It goes without saying Seattle Seahawks quarterback Russell Wilson and Brian Schottenheimer had grown close over the past three years.
“Skybox Schotty,” did more than witness Wilson's efficient bombs through the air while calling plays inside the Seahawks coaching booth, he was also one of Wilson’s greatest mentors. The two often attended bible studies together.
But 48 hours after the Seahawks announced they were parting ways with Schottenheimer, citing “philosophical differences” in a Monday night meeting, Wilson was on the phone with his former offensive coordinator reminiscing in the highs and lows of Seattle’s season.
“Schotty’s been a great coach,” Wilson said Thursday. “We’ve done some amazing things together. The reality is we’ve led the league in touchdown passes. We’ve done a lot of amazing things over the past three years. We’ve won a lot of football games, and everything else. I think he’s a tremendous coach. … I think for him, he’s going to be an amazing coach for some other team soon, hopefully. I think he’s going to be head coach. He’s got that kind of leadership ability."

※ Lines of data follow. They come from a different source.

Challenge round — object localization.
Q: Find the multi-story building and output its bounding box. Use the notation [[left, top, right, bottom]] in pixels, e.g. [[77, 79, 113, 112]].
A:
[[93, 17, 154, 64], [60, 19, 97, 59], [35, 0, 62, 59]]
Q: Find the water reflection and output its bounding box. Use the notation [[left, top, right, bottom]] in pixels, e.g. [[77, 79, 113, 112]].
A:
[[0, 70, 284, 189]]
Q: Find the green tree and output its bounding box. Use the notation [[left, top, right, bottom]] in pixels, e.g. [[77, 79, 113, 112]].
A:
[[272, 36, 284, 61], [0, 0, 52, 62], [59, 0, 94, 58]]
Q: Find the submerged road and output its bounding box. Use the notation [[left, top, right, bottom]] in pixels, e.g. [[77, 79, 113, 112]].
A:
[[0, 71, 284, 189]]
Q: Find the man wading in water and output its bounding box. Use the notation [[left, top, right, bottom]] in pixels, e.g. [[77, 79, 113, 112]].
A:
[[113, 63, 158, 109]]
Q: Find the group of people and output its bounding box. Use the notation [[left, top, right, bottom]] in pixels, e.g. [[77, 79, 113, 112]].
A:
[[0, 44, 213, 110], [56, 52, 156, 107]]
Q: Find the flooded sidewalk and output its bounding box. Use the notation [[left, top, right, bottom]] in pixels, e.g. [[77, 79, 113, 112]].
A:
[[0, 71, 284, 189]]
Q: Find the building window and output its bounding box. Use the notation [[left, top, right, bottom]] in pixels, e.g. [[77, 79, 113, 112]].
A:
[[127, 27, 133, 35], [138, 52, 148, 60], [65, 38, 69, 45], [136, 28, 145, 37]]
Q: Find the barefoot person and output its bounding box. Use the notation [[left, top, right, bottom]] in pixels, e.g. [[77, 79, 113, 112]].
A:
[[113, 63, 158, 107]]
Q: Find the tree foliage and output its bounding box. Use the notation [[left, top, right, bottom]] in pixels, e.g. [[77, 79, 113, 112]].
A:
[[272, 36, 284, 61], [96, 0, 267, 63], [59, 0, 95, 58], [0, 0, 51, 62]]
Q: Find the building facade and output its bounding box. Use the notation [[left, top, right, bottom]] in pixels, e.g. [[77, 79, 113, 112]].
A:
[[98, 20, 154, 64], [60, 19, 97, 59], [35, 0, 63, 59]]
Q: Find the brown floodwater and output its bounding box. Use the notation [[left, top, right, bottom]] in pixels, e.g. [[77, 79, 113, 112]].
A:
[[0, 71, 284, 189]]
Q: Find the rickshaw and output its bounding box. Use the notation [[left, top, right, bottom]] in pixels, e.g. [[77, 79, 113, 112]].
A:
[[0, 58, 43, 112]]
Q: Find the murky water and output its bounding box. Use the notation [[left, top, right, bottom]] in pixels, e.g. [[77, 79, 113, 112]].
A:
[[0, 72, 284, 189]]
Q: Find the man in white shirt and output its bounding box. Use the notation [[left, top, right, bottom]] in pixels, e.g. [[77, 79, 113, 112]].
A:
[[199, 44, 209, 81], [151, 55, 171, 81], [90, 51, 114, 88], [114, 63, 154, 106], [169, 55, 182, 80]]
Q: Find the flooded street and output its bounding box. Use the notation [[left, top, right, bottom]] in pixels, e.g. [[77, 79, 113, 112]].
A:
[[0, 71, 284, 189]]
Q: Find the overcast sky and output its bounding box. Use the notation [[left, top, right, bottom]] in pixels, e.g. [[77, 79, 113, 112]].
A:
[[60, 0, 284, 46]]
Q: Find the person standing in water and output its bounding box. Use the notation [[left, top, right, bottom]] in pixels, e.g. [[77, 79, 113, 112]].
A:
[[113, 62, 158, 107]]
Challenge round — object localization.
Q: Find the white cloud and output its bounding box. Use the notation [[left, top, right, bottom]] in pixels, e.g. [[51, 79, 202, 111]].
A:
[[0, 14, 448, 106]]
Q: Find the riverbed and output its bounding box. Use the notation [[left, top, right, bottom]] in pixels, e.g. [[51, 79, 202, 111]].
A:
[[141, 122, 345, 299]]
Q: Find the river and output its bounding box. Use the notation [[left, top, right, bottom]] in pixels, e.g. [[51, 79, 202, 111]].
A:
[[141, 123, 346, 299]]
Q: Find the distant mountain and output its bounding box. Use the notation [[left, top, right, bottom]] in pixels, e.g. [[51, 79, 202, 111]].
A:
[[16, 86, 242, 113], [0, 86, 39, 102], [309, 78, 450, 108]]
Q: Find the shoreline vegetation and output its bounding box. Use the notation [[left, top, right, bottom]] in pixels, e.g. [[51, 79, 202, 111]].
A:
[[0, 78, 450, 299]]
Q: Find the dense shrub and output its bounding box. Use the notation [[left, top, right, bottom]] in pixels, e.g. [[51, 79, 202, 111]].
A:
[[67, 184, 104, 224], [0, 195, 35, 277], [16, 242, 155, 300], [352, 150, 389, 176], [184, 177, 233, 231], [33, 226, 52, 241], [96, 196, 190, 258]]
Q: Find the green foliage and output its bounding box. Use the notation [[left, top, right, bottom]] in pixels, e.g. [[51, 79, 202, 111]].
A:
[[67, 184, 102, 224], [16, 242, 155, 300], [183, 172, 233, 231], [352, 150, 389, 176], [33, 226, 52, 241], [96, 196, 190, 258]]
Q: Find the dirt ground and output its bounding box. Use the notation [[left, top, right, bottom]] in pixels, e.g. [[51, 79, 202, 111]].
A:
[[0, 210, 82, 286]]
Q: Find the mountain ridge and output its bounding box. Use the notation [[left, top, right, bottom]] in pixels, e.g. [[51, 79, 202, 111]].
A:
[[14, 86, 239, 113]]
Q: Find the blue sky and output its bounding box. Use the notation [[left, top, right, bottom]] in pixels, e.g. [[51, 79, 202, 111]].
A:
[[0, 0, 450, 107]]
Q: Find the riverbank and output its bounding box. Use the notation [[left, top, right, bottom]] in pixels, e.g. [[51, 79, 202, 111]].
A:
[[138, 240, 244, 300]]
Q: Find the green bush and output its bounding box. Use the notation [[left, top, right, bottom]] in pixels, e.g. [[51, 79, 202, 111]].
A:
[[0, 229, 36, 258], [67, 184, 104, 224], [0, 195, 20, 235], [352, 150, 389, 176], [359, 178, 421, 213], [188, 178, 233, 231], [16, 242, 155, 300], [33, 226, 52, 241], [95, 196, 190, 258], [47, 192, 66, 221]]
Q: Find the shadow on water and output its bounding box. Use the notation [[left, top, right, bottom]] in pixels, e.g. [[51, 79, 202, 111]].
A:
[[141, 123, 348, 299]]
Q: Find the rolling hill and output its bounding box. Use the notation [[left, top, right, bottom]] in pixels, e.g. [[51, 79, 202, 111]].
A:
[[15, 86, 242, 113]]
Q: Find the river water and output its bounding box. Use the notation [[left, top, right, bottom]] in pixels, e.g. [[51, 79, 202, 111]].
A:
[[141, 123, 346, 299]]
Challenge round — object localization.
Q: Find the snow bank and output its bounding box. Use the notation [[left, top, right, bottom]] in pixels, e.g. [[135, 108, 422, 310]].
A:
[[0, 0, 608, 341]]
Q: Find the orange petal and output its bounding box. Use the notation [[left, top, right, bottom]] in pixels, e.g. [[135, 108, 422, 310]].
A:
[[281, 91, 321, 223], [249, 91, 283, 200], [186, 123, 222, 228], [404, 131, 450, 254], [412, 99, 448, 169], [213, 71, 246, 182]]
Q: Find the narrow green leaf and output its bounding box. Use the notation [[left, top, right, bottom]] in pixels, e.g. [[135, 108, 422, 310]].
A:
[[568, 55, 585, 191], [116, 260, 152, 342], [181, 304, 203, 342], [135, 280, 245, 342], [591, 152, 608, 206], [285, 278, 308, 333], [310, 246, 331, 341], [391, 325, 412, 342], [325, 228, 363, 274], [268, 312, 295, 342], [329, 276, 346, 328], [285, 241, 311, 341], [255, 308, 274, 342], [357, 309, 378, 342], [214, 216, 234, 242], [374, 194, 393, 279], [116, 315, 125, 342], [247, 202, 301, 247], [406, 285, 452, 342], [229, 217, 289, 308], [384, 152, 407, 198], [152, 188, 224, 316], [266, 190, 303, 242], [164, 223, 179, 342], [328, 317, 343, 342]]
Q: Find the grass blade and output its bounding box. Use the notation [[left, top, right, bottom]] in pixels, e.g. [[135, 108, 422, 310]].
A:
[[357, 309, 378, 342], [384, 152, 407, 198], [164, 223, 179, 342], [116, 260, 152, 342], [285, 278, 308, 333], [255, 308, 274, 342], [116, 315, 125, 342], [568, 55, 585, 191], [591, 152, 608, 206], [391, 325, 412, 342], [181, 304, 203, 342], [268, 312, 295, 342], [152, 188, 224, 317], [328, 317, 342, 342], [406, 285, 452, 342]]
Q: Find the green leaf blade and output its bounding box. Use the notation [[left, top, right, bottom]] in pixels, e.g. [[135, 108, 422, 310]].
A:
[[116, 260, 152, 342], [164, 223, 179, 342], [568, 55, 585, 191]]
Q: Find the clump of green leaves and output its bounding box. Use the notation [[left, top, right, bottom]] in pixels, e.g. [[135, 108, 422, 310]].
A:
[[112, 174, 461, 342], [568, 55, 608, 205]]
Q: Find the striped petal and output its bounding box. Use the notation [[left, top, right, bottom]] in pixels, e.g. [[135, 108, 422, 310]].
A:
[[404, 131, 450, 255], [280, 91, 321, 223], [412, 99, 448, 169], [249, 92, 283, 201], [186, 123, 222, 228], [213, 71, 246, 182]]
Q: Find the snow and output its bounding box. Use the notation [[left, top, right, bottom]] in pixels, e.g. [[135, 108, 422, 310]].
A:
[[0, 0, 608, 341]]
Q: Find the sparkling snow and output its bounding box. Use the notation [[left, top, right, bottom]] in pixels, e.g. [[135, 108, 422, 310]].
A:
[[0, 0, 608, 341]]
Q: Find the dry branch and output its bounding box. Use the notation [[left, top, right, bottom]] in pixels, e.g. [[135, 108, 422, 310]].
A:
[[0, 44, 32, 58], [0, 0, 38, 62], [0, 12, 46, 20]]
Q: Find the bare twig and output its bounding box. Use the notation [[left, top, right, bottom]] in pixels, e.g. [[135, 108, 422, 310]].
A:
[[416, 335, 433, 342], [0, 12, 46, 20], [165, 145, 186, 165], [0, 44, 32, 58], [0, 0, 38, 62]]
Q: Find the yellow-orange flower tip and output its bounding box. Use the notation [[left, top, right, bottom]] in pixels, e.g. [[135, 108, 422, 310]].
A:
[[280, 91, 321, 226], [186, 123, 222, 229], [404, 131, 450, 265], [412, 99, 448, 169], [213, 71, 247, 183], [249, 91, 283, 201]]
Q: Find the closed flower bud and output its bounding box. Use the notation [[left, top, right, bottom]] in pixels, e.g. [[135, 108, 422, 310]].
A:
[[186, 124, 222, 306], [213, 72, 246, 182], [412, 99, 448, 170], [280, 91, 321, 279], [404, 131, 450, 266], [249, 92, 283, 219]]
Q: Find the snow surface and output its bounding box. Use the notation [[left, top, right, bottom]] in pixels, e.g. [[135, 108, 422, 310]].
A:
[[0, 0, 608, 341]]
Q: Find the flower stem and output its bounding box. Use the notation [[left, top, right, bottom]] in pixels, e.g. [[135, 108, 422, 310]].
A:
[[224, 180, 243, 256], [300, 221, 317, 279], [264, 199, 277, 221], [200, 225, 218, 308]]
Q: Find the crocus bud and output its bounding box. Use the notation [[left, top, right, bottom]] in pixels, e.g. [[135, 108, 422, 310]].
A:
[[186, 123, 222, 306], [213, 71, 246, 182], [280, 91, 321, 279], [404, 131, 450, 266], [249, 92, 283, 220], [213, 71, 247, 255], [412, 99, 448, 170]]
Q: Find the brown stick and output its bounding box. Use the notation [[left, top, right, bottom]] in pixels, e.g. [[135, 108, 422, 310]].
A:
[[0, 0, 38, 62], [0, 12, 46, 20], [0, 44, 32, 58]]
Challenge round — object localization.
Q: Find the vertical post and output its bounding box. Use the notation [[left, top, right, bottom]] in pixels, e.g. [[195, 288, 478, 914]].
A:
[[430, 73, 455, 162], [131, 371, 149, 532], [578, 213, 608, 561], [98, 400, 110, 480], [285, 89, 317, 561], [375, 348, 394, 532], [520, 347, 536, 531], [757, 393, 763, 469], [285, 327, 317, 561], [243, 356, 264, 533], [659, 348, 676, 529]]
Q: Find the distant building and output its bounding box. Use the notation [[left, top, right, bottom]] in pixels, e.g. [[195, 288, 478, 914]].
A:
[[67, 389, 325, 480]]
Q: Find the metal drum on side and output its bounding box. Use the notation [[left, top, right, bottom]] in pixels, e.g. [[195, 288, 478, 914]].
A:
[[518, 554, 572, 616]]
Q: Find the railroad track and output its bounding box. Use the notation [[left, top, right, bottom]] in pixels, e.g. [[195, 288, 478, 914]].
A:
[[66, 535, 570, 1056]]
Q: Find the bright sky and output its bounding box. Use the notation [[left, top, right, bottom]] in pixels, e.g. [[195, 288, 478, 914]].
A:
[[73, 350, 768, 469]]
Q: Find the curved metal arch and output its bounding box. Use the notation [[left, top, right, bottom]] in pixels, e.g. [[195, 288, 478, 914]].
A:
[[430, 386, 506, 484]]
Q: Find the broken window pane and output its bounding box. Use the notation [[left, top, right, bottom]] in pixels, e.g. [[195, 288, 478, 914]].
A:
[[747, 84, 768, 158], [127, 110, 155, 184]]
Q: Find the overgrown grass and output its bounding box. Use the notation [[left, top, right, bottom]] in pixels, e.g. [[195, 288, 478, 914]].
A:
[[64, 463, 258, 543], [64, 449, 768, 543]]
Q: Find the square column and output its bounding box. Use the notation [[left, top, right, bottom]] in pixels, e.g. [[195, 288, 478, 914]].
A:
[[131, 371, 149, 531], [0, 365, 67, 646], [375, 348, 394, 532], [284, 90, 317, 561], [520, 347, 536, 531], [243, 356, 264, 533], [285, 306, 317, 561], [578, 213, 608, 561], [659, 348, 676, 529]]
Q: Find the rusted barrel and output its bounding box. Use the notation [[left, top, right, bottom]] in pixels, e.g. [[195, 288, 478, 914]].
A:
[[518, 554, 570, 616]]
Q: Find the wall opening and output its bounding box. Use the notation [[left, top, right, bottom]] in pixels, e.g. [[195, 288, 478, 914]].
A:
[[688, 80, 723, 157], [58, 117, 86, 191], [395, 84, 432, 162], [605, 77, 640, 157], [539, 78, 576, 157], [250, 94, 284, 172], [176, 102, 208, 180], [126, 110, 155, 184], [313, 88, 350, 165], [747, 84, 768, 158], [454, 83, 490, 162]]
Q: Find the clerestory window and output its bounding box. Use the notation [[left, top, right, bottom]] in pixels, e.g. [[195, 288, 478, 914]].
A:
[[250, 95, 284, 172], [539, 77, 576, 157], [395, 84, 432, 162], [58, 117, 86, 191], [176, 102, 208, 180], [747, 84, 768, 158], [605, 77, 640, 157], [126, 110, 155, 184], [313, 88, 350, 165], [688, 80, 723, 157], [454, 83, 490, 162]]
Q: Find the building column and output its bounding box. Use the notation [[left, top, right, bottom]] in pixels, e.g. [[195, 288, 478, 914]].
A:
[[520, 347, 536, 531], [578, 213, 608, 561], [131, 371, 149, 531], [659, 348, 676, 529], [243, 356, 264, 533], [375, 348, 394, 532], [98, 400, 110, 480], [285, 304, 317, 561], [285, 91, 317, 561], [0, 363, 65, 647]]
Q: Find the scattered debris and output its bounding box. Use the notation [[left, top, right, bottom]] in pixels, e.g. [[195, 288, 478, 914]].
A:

While Wilson admitted he wasn't on-board with the Seahawks firing of Schottenheimer, he does believe Carroll has the team's best interest.
“I think that it wasn’t my decision to change ‘Schotty,’ in other words. But I think that Coach Carroll made that decision. I think that I trust his decision. ...what I am in favor of is our football team getting better. If you ask me what’s really important it’s winning championships."
Upon his hiring in January 2018, Schottenheimer was tasked with repairing a Seahawks running game that had crumbled in 2017 and ranked 23rd in the league. Seattle reestablished the run in 2018 and 2019 thanks in part to the contributions of Chris Carson, but through the first 10 weeks of the 2020 season, it became evident that the Seahawks were passing deep more frequently than any other team in the league.
The offense was also going through Wilson more than ever before and the rallying cry of “Let Russ Cook” had finally come to fruition.
The Seahawks offense led the league in scoring with 34 points per game and Wilson was leading the NFL’s MVP campaign with a league-best 28 touchdown passes per game… but then things shifted. Seattle’s points per game fell to 22.6 and Wilson threw just 12 touchdown passes over the final eight weeks.
Prior to Schottenheimer’s dismissal, Pete Carroll called for changes offensively next season.
“We have to run the ball better, not even better, we have to run it more” Carroll said Monday. “We have to dictate what’s going on with the people that we’re playing, and that’s one of the ways to do that."
One could read that as Carroll desires to go back to a more run-heavy offense, meaning less Russell, but Wilson doesn’t see it that way. The Seahawks franchise quarterback detailed why he and Carroll share a similar vision in wreaking havoc in every facet of the offensive game.
“We have to do everything extremely well,” Wilson said. “Think about it, if you really want to be a great offense, the best in the league, the best in the world, we have to be able to throw it down the field. We have to be able to have great concepts and conceptually in the middle of the field. We have to be able to get the ball out quick and call out plays for us—our screen game, we want our screen game to be great. We want to run the ball extremely well. We gotta be up-tempo and change the pace.”
“The expectation in 2021 in my opinion, and also talking to Pete and stuff like that is, in my mind, I don’t want to just do one thing well. I want to do it all well. I want to be the best in the world at everything.”
As the Seahawks set their sights on finding the right person to run the offense, Wilson believes it’s crucial that he play a role in the hiring process for his third offensive coordinator in the last five years. He says he hopes to partner with Carroll on the thought process.
“As the quarterback, it’s imperative to my career,” Wilson said.